In philosophy, the basic epistemological questions are “What is thinking?” “What is intelligence?” “What is creativity?” “What is writing?” and “What is reading?” Consider again the origin of AI in mathematics: How would a mathematician answer these questions compared with a social scientist? How would a mathematician define “writing”? Generative AI can produce text, but can it appreciate multivalent meaning? Or narrative? Or how humans construct narratives, telling stories to make sense of themselves? Basically, AI ascribes a quantitative VALUE to a word, whereas a human ascribes a qualitative MEANING. 9 Hence, on the basis of value (calculated through compendious amounts of training), AI predicts that the next word in the phrase, “it’s raining cats and. . .” is “dogs,” but does it know what “dogs” actually means? Can it point to a dog, for example? The word, or sign, “dog,” can have a VALUE and a MEANING because its relationship to both is arbitrary: There is nothing dog-like about the word dog, it does not look like a dog, the letters d-o-g do not sound like a dog.

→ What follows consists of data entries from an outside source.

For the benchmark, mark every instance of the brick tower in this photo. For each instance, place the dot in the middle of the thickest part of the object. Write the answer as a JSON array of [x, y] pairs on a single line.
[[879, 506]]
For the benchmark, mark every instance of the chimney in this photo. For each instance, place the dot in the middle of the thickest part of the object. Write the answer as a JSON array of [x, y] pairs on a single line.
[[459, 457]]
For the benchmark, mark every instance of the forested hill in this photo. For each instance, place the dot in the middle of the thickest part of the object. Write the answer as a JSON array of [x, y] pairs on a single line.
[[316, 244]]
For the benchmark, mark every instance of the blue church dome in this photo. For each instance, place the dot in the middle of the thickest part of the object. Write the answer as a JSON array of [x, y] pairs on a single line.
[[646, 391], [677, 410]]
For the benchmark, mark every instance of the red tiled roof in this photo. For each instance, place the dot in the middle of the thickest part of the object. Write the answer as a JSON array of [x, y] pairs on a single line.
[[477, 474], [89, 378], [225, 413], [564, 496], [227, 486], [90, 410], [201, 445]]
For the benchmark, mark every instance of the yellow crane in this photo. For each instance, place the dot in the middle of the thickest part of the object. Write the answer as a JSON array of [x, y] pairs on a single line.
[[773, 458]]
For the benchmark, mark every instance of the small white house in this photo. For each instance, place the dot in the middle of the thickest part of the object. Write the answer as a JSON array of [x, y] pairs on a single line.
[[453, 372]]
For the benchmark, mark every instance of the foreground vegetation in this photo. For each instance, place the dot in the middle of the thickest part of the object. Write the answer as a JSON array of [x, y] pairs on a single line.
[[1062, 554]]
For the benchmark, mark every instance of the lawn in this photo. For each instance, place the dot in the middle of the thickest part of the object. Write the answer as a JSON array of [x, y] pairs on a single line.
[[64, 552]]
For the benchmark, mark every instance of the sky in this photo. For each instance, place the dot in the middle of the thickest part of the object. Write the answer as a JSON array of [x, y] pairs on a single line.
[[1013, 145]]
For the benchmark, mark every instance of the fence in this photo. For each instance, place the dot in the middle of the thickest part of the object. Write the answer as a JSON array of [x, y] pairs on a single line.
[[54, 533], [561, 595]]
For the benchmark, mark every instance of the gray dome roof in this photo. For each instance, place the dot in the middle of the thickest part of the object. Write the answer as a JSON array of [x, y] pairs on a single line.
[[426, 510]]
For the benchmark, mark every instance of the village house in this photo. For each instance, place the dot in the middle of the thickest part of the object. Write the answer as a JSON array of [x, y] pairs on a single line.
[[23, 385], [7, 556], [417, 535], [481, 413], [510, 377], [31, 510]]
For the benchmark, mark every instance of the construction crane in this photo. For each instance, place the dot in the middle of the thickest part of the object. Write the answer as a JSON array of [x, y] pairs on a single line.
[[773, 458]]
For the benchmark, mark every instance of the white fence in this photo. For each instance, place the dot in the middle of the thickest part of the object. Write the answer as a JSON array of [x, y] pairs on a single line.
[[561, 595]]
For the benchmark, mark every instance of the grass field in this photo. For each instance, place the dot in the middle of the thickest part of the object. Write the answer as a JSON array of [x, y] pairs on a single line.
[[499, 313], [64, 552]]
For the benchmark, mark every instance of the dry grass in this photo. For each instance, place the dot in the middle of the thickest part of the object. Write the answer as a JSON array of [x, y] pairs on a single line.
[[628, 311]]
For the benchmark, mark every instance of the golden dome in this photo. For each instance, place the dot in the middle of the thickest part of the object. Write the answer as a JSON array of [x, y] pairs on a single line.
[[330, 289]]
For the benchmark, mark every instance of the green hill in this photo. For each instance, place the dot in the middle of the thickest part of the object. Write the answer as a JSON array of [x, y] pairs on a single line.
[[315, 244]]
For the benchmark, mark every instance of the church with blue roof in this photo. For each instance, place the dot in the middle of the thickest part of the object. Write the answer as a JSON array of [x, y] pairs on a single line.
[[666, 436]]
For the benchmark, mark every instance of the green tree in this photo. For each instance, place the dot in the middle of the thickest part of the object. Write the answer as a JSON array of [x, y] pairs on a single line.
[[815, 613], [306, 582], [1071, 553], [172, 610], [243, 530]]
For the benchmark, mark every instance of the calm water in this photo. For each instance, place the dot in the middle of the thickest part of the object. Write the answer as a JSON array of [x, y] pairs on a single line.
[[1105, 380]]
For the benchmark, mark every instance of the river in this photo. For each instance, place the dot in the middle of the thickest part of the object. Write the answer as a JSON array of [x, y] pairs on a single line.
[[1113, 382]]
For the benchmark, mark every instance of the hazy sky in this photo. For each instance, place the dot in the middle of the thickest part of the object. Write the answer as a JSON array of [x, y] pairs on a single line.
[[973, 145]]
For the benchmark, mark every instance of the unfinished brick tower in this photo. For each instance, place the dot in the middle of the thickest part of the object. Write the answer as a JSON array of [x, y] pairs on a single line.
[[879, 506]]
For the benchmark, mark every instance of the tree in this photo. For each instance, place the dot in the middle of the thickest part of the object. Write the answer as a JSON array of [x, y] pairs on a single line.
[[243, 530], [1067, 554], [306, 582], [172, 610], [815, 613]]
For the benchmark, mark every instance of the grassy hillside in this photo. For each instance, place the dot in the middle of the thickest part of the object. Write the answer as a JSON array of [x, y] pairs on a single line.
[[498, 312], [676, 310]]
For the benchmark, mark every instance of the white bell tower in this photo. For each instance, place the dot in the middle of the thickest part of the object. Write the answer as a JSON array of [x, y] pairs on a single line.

And likewise, the VALUE d-o-g has within ChatGPT (following its billionth training on use of “dog”) has no absolute relationship with a real dog either. Thus, symbiosis between the signification underpinning the way the text is written, and the signification determining the way the text is read, as the VALUE is calculated on the many, many instances in which MEANING has been expressed, reexpressed, reproduced, and iterated.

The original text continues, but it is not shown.